INVERSI.ID – Tunggal putra Indonesia, Jonatan Christie, menunjukkan keyakinannya terhadap peluang tim Merah Putih dalam melewati fase grup Piala Thomas 2026. Berdasarkan hasil undian, Indonesia tergabung di Grup D bersama Prancis, Thailand, dan Aljazair.
Jonatan, yang akrab disapa Jojo, menilai peluang Indonesia cukup terbuka. Meski demikian, ia mengingatkan pentingnya kewaspadaan terhadap kekuatan Prancis dan Thailand yang diprediksi menjadi pesaing utama dalam turnamen yang berlangsung di Horsens, Denmark, pada 24 April hingga 3 Mei.
“Kalau melihat di atas kertas, mungkin dari Prancis kans gandanya lebih besar. Untuk Thailand di tunggal mungkin 50-50, tapi kami tetap optimistis bisa tampil terbaik dan semoga jadi juara grup,” ujar Jonatan kepada pewarta di Jakarta, Selasa.
Tim Prancis datang dengan kepercayaan diri tinggi usai menjuarai Kejuaraan Beregu Putra Eropa 2026 dengan kemenangan 3-2 atas Denmark. Performa mereka meningkat signifikan, terutama di sektor tunggal lewat kehadiran pemain muda seperti Christo Popov, Toma Junior Popov, dan Alex Lanier.

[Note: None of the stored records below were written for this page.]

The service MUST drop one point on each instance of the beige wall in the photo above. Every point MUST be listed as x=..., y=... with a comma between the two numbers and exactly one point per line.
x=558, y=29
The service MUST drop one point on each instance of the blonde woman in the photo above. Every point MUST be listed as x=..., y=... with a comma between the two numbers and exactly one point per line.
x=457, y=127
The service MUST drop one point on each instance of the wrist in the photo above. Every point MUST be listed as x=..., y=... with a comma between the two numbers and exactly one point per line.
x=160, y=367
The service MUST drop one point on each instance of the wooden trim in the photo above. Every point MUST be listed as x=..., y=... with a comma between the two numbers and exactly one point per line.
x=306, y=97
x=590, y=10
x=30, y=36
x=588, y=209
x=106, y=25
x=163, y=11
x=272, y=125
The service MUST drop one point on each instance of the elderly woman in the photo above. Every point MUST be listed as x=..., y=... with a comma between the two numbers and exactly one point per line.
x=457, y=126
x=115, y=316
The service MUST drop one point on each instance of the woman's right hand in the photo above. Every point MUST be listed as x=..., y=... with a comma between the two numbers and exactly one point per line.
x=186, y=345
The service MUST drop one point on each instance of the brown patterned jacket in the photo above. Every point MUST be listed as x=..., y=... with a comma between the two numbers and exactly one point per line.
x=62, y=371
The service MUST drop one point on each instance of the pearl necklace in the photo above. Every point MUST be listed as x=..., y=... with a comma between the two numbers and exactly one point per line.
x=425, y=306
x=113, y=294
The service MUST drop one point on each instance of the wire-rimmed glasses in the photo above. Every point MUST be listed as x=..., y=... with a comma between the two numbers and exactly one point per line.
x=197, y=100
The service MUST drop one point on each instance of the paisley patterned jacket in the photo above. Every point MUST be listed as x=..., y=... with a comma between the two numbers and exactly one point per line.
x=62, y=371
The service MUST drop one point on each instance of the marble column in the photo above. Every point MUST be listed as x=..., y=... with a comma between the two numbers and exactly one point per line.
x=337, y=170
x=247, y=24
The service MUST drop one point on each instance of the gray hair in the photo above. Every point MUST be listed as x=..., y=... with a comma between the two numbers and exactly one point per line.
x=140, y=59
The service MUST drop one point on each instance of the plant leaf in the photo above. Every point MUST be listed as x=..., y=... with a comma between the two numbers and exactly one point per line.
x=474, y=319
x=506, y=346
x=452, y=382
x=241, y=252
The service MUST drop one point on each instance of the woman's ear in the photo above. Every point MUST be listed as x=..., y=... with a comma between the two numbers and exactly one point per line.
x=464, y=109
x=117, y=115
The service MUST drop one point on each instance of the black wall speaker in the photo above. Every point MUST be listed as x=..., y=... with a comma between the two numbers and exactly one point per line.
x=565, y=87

Di sektor ganda, Prancis juga memiliki kekuatan melalui duet Toma Junior Popov dan Thom Gicquel yang berpotensi menyulitkan lawan.
Sementara itu, Thailand mengandalkan kekuatan tunggal putra Kunlavut Vitidsarn sebagai andalan utama. Ia mendapat dukungan dari Panitchaphon Teeraratsakul yang kini berada di jajaran 30 besar dunia. Di sektor ganda, pengalaman Dechapol Puavaranukroh menjadi faktor penting yang patut diantisipasi.
Meski menghadapi persaingan ketat, Jonatan menilai komposisi tim Indonesia yang menggabungkan pemain senior dan junior menjadi kekuatan utama. Sejumlah nama berpengalaman seperti Anthony Sinisuka Ginting, Fajar Alfian, Muhammad Shohibul Fikri, Sabar Karyaman Gutama, hingga Moh Reza Pahlevi Isfahani dipadukan dengan talenta muda seperti Alwi Farhan, Moh Zaki Ubaidillah, Raymond Indra, dan Nikolaus Joaquin.
“Dengan peta kekuatan sekarang yang makin merata, siapa pun bisa menang. Saya harap kombinasi pemain senior dan junior bisa memberikan yang terbaik dan membawa pulang Piala Thomas,” kata Jonatan.
Indonesia sendiri masih menjadi negara dengan koleksi gelar terbanyak dalam sejarah Piala Thomas, yakni 14 trofi. Dominasi dimulai sejak edisi perdana 1958 dan berlanjut di berbagai era, termasuk masa keemasan pada 1990-an hingga awal 2000-an.
Gelar terakhir Indonesia diraih pada edisi 2020 yang digelar tahun 2021 di Denmark, saat tim Merah Putih menundukkan China dengan skor 3-0 di partai final. Dalam dua edisi terakhir, India keluar sebagai juara pada 2022, sementara China kembali merebut gelar pada 2024.
Jonatan berharap tradisi juara tersebut dapat kembali dilanjutkan pada edisi kali ini.